Brits have a complex relationship with business. On the one hand, there’s widespread admiration for entrepreneurs like Sir Richard Branson and an audience that enjoys watching Lord Sugar delivering commercial home truths in the Boardroom on The Apprentice. But on the other, Ipsos-MORI found 7 out of 10 Brits feel that business has lost the trust of the public, and half feel this has got worse since the financial crisis.

We like plucky entrepreneurs, but dislike faceless corporations. So is success just about giving your corporation a human face?

It seems the issues people feel businesses need to address are more complex than that: head and shoulders above the others are corporate tax avoidance and executive pay:

Screen Shot 2015-03-08 at 22.09.12

As election season has ramped up in the UK over the last few months, elaborate tax avoidance schemes have hit the headlines again and again, as part of a ‘rising tide’ in perception that large corporations from Starbucks to HSBC, Amazon to Vodafone are unfairly minimising taxes on their business operations. It seems likely that, regardless of the outcome, we’ll see more pressure coming from politicians using law, regulation and the bully pulpit to put pressure on organisations to pay a fairer share of tax.

It’s been a recurring theme for individual business people and celebrities too, both those reported to be ‘dodging’ taxes, and spotting a tactical PR opportunity by coming out against these kind of schemes. HSBC’s chief executive Stuart Gulliver was forced to apologise for his own remuneration arrangements, which involved a convoluted route via a Swiss bank account.

At its core, tax avoidance is a reputational issue about perceived fairness, in a political environment where public spending is waning and the economy is emerging from recession. In communications terms it’s a thorny and volatile problem to manage:

  • how to communicate to diverse audiences with conflicting expectations, from shareholders and staff, to regulators and customers
  • how to respond to a new and often unanticipated angle of attack for NGOs, such as the 20+ organisations such as Oxfam and Friends of the Earth behind the Tax Dodging Bill campaign, and the politicians they lobby
  • how to establish the extent of vulnerability and justify the organisation’s position, when the organisation’s tax arrangements are owned by publicity-shy colleagues in Finance or Legal for whom complexity is normal
  • working with an issue which can explode at corporate level, within a region or shining a media spotlight on a board member’s individual arrangements (including, of course, poring over their and their family’s social media footprint)
  • how to address an issue with sharp variations in expectations between different regional markets: YouGov found two thirds of Brits agreeing that there is a moral imperative to pay tax to fund public services, compared with roughly one third in the US, where attitudes to tax are different:Screen Shot 2015-04-25 at 10.00.34

Social media, coupled with action by regulators around the world to require greater transparency in reporting, enables a new level of public scrutiny of corporate financial arrangements.
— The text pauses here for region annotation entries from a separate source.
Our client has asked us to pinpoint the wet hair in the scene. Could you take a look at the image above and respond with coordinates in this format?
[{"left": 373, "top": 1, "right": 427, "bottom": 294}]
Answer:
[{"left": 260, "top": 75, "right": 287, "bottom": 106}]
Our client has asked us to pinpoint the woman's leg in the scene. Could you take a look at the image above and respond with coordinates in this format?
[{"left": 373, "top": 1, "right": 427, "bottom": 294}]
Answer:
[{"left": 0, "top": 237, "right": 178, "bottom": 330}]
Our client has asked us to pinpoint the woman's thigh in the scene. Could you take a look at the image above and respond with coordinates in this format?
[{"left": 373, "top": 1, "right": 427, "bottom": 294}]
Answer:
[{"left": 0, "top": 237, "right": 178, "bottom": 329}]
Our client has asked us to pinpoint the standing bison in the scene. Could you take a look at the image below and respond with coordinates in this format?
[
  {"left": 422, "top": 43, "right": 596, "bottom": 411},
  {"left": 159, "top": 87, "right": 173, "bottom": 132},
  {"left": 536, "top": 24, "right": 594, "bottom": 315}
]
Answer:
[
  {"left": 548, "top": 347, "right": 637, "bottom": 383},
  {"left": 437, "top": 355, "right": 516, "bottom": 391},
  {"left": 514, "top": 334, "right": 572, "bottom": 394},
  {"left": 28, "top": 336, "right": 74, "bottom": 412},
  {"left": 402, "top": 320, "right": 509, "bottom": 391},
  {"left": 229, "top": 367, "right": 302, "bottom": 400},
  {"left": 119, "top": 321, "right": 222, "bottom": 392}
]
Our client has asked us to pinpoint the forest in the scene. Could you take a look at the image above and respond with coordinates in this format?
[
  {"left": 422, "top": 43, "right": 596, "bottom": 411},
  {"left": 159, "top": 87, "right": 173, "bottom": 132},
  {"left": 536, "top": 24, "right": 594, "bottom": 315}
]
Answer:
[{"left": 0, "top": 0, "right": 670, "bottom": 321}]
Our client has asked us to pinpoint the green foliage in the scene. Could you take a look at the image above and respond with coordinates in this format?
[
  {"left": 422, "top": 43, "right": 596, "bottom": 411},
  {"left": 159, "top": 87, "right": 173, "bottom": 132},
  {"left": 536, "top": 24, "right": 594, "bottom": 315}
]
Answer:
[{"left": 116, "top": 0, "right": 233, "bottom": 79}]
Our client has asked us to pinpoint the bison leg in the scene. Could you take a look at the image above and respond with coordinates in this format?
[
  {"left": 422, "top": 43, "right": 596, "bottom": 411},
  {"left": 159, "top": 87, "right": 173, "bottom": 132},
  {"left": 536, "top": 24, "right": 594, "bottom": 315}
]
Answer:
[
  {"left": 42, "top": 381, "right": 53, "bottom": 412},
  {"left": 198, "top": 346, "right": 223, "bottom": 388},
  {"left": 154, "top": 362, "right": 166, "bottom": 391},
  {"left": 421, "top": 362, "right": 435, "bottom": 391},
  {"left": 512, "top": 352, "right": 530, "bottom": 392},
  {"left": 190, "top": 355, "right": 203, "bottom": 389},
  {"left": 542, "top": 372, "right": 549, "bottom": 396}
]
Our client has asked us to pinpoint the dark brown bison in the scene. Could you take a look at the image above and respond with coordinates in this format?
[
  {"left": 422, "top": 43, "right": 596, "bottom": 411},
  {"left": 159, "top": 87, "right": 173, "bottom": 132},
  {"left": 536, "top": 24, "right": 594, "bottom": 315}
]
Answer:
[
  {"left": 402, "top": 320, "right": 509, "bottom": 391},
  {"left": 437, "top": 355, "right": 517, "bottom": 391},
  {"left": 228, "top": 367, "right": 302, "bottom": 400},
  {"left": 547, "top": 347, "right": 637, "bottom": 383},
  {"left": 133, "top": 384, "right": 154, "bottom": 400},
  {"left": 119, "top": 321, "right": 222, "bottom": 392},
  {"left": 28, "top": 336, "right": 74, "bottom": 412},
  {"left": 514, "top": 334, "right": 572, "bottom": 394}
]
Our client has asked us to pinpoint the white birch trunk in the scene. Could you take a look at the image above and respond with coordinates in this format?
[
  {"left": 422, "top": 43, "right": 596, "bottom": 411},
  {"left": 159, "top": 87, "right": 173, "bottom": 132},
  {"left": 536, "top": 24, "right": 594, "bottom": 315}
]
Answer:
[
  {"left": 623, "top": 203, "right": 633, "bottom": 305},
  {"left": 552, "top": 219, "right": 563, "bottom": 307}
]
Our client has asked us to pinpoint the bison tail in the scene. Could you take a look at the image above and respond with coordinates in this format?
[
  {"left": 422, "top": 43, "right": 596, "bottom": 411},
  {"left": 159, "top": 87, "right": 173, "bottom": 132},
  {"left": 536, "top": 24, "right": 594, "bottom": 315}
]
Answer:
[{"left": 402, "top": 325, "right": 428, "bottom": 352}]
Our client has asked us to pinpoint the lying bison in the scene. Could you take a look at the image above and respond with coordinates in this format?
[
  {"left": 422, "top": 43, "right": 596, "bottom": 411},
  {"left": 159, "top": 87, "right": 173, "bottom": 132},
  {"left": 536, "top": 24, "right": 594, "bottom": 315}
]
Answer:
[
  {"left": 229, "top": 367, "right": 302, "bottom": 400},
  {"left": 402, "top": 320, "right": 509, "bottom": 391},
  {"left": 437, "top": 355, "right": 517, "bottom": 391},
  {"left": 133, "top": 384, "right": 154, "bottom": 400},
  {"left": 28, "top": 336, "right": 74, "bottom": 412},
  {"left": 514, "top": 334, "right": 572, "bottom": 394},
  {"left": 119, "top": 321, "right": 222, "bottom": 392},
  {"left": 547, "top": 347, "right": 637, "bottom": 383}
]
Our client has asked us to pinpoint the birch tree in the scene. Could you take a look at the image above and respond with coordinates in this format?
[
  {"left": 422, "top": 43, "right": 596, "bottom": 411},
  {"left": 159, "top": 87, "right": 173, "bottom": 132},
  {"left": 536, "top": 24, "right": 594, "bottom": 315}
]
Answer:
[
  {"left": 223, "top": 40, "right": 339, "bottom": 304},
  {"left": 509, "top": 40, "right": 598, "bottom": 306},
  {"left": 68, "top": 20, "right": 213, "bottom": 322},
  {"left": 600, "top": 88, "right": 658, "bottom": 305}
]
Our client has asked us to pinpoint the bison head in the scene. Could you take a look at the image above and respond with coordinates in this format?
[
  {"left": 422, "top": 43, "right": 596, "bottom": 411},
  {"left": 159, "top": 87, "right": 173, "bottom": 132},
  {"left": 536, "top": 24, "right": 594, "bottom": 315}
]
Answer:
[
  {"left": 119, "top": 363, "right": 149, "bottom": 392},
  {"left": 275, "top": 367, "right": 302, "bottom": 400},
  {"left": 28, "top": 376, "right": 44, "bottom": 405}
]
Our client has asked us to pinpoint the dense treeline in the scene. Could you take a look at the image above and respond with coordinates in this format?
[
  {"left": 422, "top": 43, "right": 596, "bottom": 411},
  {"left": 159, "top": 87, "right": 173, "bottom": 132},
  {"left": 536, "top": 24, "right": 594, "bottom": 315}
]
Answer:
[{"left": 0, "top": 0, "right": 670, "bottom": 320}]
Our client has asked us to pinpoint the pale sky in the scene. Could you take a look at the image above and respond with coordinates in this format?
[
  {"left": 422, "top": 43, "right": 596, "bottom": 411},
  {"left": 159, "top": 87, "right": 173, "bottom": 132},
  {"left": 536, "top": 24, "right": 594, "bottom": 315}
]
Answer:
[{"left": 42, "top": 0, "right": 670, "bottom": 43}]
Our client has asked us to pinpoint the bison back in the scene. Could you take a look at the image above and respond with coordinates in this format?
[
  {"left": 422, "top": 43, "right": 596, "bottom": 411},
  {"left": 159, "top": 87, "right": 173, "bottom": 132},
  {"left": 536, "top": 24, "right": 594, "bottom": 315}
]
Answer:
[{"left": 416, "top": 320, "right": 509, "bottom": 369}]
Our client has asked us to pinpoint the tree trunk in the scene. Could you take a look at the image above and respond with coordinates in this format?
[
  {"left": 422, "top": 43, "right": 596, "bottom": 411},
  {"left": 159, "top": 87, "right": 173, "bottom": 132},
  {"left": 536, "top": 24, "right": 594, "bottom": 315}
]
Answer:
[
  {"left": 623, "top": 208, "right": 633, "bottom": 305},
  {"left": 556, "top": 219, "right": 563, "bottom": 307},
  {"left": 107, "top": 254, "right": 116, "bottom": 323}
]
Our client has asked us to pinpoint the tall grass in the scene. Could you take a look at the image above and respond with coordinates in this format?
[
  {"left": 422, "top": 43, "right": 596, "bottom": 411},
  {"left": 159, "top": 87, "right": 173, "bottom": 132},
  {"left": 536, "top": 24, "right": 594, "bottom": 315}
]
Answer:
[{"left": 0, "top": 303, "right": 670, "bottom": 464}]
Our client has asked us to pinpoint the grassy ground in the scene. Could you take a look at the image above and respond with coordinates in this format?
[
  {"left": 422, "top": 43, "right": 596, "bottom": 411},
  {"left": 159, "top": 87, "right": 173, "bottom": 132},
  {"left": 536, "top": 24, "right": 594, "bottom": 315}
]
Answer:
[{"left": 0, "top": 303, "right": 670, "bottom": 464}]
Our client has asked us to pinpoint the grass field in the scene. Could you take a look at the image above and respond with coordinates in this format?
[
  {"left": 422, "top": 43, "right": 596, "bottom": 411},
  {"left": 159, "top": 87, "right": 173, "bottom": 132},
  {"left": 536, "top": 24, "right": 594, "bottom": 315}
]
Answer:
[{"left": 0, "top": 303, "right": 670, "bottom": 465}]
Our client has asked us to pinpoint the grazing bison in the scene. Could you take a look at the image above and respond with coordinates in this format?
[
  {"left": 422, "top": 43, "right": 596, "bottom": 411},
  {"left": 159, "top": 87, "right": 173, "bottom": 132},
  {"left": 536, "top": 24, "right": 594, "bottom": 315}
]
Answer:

It offers campaigners a platform to mobilise and organise against perceived underhand behaviour through boycotts or hijacking of marketing campaigns, as Starbucks found to its cost.

Crisis and issue planning within the organisations we work with has been gradually adapting to the challenge of communicating complex issues such as cyber security and supply chain ethics. But how prepared are firms for a tax bombshell exploding near them in the coming months?